TESTING
Testing Guide
Philosophy
Every test answers one question: does this service do what it claims?
Given real input X, through the real production stack, assert real observable output Y. If a test does not fit that shape, delete it.
Hard rules
- Zero mocks. No
MagicMock,Mock,patch,monkeypatch, stubs, spies, or fakes against production code. In-memory SQLite is allowed — it is still SQLite, not a mock. - 3–10 feature tests per service. Hard cap. More than 10 is a design smell. Escalate; do not write the 11th test.
- Real-world scenarios only. Test what the service is responsible for, not how it is wired internally.
- No contract or plumbing tests. No field-list, call-count, version-pin, shape, or enum-membership assertions. A real feature test catches those failures with better signal.
- No unit tests unless the function is pure. Pure means: no IO, no collaborators, no state. Everything else is a feature test.
- The coder agent never writes or modifies tests. The tester agent has exclusive ownership.
Markers
| Marker | When to use |
|---|---|
@pytest.mark.unit |
Pure functions only — no IO, no collaborators, deterministic |
@pytest.mark.integration |
Anything touching a service, DB, model, or network — the default |
integration is the default. Apply unit only when all three pure-function criteria hold.
Running the Suite
cd backend
pytest -m unit # fast — pure functions, in-memory, ~1 second
pytest -m integration # slow — real stack, real models
pytest # both
Example Feature Test
# backend/tests/test_classifier_features.py
import pytest
from pathlib import Path
pytestmark = pytest.mark.integration
_MODELS_DIR = str(Path(__file__).parent.parent / "data" / "models")

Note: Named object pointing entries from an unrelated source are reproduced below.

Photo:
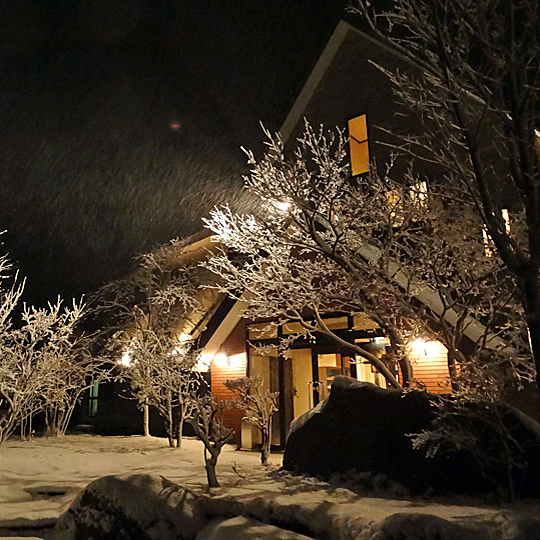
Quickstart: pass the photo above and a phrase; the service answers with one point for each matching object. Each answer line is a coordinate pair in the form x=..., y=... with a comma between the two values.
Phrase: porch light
x=419, y=347
x=126, y=359
x=283, y=206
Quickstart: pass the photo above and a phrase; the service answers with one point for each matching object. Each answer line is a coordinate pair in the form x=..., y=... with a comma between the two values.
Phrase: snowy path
x=40, y=478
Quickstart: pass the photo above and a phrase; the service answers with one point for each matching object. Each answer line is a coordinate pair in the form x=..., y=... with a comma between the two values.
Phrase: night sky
x=122, y=121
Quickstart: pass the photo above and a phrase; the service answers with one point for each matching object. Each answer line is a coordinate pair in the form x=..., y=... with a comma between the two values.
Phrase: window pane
x=359, y=147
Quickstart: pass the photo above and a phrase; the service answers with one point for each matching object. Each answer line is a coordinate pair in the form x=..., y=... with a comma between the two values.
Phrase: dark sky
x=91, y=171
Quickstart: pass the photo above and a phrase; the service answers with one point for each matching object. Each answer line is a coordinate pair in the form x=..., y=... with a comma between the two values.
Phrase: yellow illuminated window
x=358, y=142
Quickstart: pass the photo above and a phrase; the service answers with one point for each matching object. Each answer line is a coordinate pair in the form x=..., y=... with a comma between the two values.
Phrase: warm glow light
x=419, y=346
x=183, y=337
x=220, y=360
x=126, y=359
x=203, y=363
x=424, y=348
x=234, y=362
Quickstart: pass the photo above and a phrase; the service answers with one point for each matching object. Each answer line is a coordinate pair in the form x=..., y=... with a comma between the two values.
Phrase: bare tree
x=475, y=91
x=152, y=312
x=259, y=405
x=32, y=360
x=161, y=374
x=76, y=370
x=208, y=424
x=412, y=261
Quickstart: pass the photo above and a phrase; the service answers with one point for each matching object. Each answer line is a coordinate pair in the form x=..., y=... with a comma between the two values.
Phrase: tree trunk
x=265, y=447
x=530, y=290
x=398, y=350
x=146, y=420
x=453, y=371
x=180, y=427
x=170, y=427
x=210, y=466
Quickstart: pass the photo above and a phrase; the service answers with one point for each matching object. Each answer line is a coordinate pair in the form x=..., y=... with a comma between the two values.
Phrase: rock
x=138, y=506
x=361, y=427
x=421, y=527
x=243, y=528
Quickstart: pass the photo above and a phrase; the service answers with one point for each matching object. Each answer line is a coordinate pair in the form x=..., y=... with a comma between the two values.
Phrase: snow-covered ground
x=40, y=478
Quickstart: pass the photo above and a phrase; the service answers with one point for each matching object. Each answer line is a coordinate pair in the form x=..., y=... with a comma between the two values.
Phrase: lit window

@pytest.fixture(scope="module")
def onnx_svc():
from services.onnx_inference_service import OnnxInferenceService
return OnnxInferenceService(_MODELS_DIR)
class TestThinkingLevelClassifier:
def test_architecture_question_routes_to_high(self, onnx_svc):
import numpy as np
onehot = np.zeros((1, 4), dtype=np.float32)
onehot[0, 0] = 1.0 # none → index 0
label, confidence = onnx_svc.predict(
"thinking_level",
"Design a fault-tolerant multi-region distributed system for a "
"high-traffic e-commerce platform.",
extra_features=onehot,
)
assert label == "high"
assert confidence > 0.4
Names describe the real-world scenario: test_architecture_question_routes_to_high, not test_predict_returns_dict.
Banned Patterns
assert True— tests nothingassert isinstance(x, dict)as the sole assertionassert x is not Nonewithout a content check- Tests with zero assertions
- Any
MagicMock,Mock,patch, ormonkeypatchof production code - Parametrised label pass-throughs where the test only asserts the mock returned what it was given
- Assertions on version strings, SHA pins, weight shapes, field lists, or
.called_with(...)
Three Testing Tiers
| Tier | Location | Purpose |
|---|---|---|
| Python feature tests | backend/tests/ |
Fast-feedback for individual service behaviour |
| Nightly YAML scenarios | chalie-nightly-test/scenarios/ |
Primary system tests — full stack, HTTP to response |
| Benchmarks | chalie-nightly-test/benchmark_tasks/ |
Scored quality measurement, not pass/fail |
Python-level tests are a fast-feedback supplement. They do not replace the nightly scenarios. See .claude/commands/nightly-tests.md for the nightly scenario spec.
What If a Service Cannot Be Tested Without Mocks?
Stop. Do not write the test. Escalate.
If the only way to test a service is to mock its collaborators, the code is too coupled to test in production shape. Possible resolutions:
- Add a legitimate dependency-injection seam (via the coder agent, not the tester)
- Test the behaviour at a higher level where real collaborators can run
- Accept that the behaviour is covered by a nightly scenario and leave the Python-level test unwritten
The wrong answer is always: write a mock-heavy test that proves nothing.